Sunbeam manufactured a total of 1,152 trolleybusses for the United Kingdom market, with the last delivered in 1962 to Bournemouth. The last Sunbeam trolleybuses were built for use in Portugal in 1966.

===Milk floats===
Sunbeam Commercial Vehicles showcased two battery electric road vehicles at the Commercial Vehicle Show in November 1937. They were both 12–15 cwt models, with a British Thompson-Houston (BTH) motor, which was controlled by magnetic contactors, similar to those used on Sunbeam-BTH trolleybuses. One was fitted with an open deck milk float body, suitable for dairy work, while the other had a van body, manufactured by Glover, Webb & Liversidge, and was one of a batch of vehicles supplied to Selfridges, the London department store. The motor was mounted in the middle of the vehicle, and drove the rear axle through a Hardy-Spicer propeller shaft and double reduction gearing. The chassis carried three batteries, one on either side between the wheels, and one at the rear. When the vehicle was tested by Commercial Motor in 1940, it was available with five sizes of battery, rated at 128, 160, 192, 224 or 240 amp-hours, the larger sizes giving a longer range between charges.

Control of the 12–15 cwt model was by a bar-type accelerator pedal, which controlled the operation of several electro-magnetic contactors. Series resistances were used to limit the current on the first two stages of the controller. The front hubs were mounted on taper roller bearings, while the back axle included double-reduction gearing and a removable differential, to assist maintenance. The transmission between the motor and the rear axle was by a shaft fitted with two Hardy Spicer universal joints. The brakes were manufactured by the Bendix Corporation, and both the foot and hand brakes operated on all four wheels. Although all models seemed to be classified as 12–15 cwt, the standard design had a load platform which was 8 ft long, while short chassis and long chassis variants were also produced, with platforms of 7.25 ft and 9 ft.

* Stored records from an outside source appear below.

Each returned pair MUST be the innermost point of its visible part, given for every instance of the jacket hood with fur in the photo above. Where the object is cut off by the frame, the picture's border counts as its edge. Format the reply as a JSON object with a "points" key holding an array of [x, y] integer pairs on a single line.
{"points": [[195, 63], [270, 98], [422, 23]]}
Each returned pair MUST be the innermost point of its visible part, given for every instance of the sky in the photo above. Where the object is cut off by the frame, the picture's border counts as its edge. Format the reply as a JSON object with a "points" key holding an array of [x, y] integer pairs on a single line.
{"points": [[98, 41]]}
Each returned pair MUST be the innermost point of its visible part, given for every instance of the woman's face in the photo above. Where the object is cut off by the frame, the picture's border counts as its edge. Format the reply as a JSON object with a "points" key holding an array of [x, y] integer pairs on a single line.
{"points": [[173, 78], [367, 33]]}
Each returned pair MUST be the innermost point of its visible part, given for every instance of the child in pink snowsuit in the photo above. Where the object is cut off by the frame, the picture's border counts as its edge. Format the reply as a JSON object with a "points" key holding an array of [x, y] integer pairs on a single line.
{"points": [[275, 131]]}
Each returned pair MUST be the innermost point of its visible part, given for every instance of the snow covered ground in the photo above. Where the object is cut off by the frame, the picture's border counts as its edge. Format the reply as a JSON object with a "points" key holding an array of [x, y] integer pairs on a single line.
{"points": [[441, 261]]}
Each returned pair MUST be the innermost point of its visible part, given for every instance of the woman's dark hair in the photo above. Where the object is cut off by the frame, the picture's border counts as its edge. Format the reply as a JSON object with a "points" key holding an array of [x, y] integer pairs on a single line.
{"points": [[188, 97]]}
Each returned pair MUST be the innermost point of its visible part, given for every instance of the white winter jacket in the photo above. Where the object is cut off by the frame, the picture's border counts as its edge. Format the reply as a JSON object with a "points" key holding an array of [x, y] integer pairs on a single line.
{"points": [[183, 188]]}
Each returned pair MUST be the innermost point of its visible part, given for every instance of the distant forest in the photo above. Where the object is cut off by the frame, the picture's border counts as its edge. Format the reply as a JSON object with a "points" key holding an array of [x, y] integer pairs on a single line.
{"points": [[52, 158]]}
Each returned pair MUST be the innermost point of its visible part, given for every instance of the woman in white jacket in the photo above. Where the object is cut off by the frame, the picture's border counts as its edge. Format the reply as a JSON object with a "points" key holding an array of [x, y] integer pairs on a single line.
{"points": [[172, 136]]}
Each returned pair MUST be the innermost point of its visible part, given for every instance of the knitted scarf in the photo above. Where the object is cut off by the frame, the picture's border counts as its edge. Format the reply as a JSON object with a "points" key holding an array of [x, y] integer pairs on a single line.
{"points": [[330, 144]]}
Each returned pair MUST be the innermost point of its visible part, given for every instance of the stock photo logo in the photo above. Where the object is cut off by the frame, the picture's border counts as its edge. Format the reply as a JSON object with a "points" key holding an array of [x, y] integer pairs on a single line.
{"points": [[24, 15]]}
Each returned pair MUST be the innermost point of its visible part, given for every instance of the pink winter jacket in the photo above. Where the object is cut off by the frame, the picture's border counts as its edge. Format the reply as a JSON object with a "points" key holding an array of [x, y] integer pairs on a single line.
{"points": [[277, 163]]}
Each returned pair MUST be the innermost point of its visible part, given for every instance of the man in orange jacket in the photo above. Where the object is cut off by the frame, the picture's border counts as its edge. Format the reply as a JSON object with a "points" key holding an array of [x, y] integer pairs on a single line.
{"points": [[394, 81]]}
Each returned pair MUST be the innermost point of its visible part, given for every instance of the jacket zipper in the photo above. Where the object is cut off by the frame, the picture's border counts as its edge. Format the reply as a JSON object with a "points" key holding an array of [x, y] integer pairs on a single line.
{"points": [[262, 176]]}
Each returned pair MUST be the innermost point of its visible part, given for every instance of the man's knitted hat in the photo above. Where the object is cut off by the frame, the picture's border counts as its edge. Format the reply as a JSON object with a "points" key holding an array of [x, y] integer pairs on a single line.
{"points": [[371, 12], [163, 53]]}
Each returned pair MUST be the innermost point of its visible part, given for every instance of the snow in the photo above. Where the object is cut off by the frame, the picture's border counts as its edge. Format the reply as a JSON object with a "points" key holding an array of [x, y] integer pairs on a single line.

Manufacture of battery-electric road vehicles seems to have ceased at around the time that the Sunbeam Trolleybus Company was sold to Guy Motors, for the goodwill of the Sunbeam battery-electric operation was bought by Hindle Smart of Manchester, makers of Helecs milk floats, in early 1949. An advert in Commercial Motor magazine from 1 July 1949 mentions that there was a Jen-Helecs drivers club, for drivers of Jen-Helecs, Sunbeam and Wilson Electric vehicles. Membership entitled the user to a free badge.